En este contexto, en que gran parte de la sociedad latinoamericana dejó de atisbar un luminoso futuro utópico o de aferrarse a un pasado de tradiciones monolíticas para voltear(se) a ver el presente del cuerpo, la literatura tenía mucho que decir: liberar el cuerpo en lugar de liberarse del cuerpo, como la religión había pregonado durante milenios; mirar el cuerpo y sus procesos, sus posibilidades, su deseo, su decadencia; denunciar el cuerpo como destino de toda clase de violencias; rebelarse desde el cuerpo, concibiéndolo como objeto de lucha pero también como sujeto de acción; celebrar el cuerpo, dueño de las sensaciones y las percepciones; identificarse con el cuerpo y hacer de él un núcleo aglutinador de identidades, de libertad y de cuestionamientos.
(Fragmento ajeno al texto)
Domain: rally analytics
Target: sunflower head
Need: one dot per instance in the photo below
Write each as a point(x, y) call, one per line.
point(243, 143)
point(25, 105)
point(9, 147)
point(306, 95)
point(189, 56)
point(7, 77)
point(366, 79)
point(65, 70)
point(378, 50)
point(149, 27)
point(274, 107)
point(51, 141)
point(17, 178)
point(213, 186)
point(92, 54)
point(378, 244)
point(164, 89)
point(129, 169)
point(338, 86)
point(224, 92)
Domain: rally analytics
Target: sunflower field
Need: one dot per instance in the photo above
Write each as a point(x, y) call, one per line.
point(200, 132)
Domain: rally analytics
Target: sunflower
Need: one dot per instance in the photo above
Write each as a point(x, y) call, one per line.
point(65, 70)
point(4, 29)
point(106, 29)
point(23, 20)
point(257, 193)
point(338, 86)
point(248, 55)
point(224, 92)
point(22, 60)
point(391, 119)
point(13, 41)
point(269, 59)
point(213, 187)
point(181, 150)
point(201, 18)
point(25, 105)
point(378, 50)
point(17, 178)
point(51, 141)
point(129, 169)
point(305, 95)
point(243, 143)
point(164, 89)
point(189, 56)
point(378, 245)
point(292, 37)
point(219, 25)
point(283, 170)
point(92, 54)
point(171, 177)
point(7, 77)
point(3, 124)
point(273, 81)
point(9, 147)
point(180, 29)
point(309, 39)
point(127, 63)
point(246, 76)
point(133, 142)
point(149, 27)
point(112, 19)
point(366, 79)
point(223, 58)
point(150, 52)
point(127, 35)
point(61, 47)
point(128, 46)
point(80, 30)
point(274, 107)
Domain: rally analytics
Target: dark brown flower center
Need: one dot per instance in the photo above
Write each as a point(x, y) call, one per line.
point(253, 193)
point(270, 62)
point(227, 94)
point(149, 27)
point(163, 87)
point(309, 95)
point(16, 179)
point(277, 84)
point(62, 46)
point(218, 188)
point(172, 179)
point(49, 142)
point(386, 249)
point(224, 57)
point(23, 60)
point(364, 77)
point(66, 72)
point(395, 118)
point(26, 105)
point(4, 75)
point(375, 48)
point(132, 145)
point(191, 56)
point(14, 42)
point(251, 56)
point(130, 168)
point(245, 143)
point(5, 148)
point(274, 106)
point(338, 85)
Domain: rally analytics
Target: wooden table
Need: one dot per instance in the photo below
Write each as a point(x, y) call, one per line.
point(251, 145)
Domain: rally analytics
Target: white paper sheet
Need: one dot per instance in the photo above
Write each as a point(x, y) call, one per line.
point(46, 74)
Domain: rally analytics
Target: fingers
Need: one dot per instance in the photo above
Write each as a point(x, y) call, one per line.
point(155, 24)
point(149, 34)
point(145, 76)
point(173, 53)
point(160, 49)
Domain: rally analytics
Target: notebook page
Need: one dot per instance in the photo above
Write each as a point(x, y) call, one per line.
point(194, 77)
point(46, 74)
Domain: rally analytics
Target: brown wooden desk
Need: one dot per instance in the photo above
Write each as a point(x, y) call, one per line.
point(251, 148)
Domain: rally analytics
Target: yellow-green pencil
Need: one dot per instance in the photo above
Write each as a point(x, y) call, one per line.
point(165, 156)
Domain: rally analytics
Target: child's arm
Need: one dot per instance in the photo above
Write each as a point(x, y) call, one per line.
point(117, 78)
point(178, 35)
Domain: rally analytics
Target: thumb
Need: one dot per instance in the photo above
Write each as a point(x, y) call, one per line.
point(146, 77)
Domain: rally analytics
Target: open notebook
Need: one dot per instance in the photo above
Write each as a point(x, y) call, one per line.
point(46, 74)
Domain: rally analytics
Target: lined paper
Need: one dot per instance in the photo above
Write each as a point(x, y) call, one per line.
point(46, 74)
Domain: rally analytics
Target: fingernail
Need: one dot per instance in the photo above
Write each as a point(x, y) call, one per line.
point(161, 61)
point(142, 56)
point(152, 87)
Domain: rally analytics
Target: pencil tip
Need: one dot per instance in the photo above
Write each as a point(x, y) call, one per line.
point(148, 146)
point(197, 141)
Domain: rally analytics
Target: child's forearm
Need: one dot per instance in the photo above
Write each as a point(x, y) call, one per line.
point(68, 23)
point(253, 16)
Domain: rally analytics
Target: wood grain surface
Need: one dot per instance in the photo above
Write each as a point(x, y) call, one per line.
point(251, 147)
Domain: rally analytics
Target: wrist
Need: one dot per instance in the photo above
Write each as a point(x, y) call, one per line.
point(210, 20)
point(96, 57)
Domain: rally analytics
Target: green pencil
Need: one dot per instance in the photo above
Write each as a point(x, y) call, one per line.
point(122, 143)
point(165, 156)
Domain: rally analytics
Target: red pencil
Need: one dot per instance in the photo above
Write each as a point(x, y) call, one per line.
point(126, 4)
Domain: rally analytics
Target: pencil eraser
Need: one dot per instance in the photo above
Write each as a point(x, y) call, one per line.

Pero para llevar a cabo el programa anterior, antes era necesario saldar una deuda pendiente de la literatura latinoamericana: reconciliarse con el cuerpo y sus contradicciones, con sus deseos y sus límites, con sus imposiciones y sus alcances. Si bien es posible encontrar toda clase de antecedentes disímiles entre sí, de la reivindicación de la cultura popular emprendida por Manuel Puig al cuestionamiento de la identidad puertorriqueña llevado a cabo por Rosario Ferré en los años ochenta, en los que el cuerpo jugaba un papel importante e inesperado, su centralidad se percibe ya con toda claridad en un libro como El cuerpo en que nací (2011), de Guadalupe Nettel.
El eje de la novela autobiográfica de Nettel es un lunar de nacimiento en plena pupila, que obstaculizaba el paso de la luz y, con ello, propiciaba la creación de cataratas, “de la misma manera en que un túnel sin ventilación se va llenando de moho”. Nettel crece, por un lado, con la permanente amenaza de la ceguera, siempre diferida pero real, y, por el otro, con la obligación de cumplir terapias y tratamientos oculares de una crueldad que por momentos más parece un castigo por haber nacido diferente que el sacrificio que exige la curación.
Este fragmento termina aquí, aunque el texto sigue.